Predicting a Shakeout

Kurian predicted that the next year or two will bring meaningful market shakeout, with the survival of particular providers depending largely on their underlying economics. This represents a notable warning from a major industry executive about the sustainability of current AI startup spending patterns.

His perspective carries weight given Google’s unique position as both a major customer and competitor in the AI space, with deep visibility into actual demand patterns and computing requirements.

What This Means for Enterprises

For business customers evaluating cloud platforms, Google’s emerging position offers some interesting considerations:

  • Custom chip ownership potentially translates to better pricing for enterprise AI workloads
  • Integration between Gemini models and TPU hardware may deliver performance advantages
  • Reduced dependency on Nvidia GPUs could mean more reliable computing access during shortages
  • Google’s massive infrastructure investment suggests long-term commitment to the cloud business

Final Thoughts on Google Cloud AI Strategy

The Google Cloud AI strategy represents one of the more ambitious bets in modern technology. By controlling everything from chip design through end-user products, Google is wagering that vertical integration creates sustainable competitive advantages that companies depending on third parties simply can’t match.

Whether this strategy actually translates into closing the gap with AWS and Azure remains to be seen, but the recent revenue growth, the massive Anthropic deal, and the new chip generations all suggest meaningful momentum.
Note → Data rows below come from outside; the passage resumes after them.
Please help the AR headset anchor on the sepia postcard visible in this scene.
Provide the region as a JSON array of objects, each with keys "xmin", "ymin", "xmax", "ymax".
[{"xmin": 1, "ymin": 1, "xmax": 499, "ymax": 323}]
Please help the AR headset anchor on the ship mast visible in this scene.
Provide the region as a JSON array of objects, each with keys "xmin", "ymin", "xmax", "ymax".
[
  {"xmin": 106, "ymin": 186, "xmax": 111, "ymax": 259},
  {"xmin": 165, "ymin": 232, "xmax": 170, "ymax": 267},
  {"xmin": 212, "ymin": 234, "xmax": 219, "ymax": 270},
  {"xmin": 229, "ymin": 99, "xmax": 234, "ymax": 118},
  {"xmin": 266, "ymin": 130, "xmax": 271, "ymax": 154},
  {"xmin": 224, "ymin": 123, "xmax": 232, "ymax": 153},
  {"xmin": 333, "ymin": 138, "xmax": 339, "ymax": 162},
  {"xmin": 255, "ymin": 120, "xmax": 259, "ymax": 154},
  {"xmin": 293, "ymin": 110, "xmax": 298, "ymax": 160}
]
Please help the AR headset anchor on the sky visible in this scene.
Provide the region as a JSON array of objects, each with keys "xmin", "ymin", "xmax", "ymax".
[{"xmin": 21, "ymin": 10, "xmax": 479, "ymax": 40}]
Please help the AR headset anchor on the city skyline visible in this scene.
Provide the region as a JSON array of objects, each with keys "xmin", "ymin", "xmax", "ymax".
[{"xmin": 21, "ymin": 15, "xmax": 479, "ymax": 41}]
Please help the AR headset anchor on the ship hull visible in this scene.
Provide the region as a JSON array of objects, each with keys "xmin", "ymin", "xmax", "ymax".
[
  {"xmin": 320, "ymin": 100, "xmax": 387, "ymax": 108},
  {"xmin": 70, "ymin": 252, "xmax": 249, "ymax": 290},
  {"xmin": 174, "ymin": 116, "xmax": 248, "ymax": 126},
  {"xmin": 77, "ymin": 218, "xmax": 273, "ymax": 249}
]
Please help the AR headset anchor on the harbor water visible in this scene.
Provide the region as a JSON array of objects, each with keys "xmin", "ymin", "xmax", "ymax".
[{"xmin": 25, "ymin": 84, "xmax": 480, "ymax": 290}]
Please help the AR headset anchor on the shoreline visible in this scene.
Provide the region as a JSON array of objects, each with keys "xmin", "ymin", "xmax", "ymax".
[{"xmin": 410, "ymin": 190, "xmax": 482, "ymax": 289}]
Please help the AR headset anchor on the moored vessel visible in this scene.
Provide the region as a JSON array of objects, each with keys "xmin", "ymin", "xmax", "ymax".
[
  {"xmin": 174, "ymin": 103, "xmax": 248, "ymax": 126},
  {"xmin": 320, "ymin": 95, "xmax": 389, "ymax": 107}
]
Kurian and his team have positioned Google Cloud for what could be its most consequential year yet, with the AI infrastructure boom potentially rewarding the company’s long-term investments in ways that finally pay off.

For an industry watching closely whether Google can convert its AI research advantages into commercial cloud success, the next year will provide critical answers about whether owning the entire technology stack delivers the strategic benefits Kurian believes it does.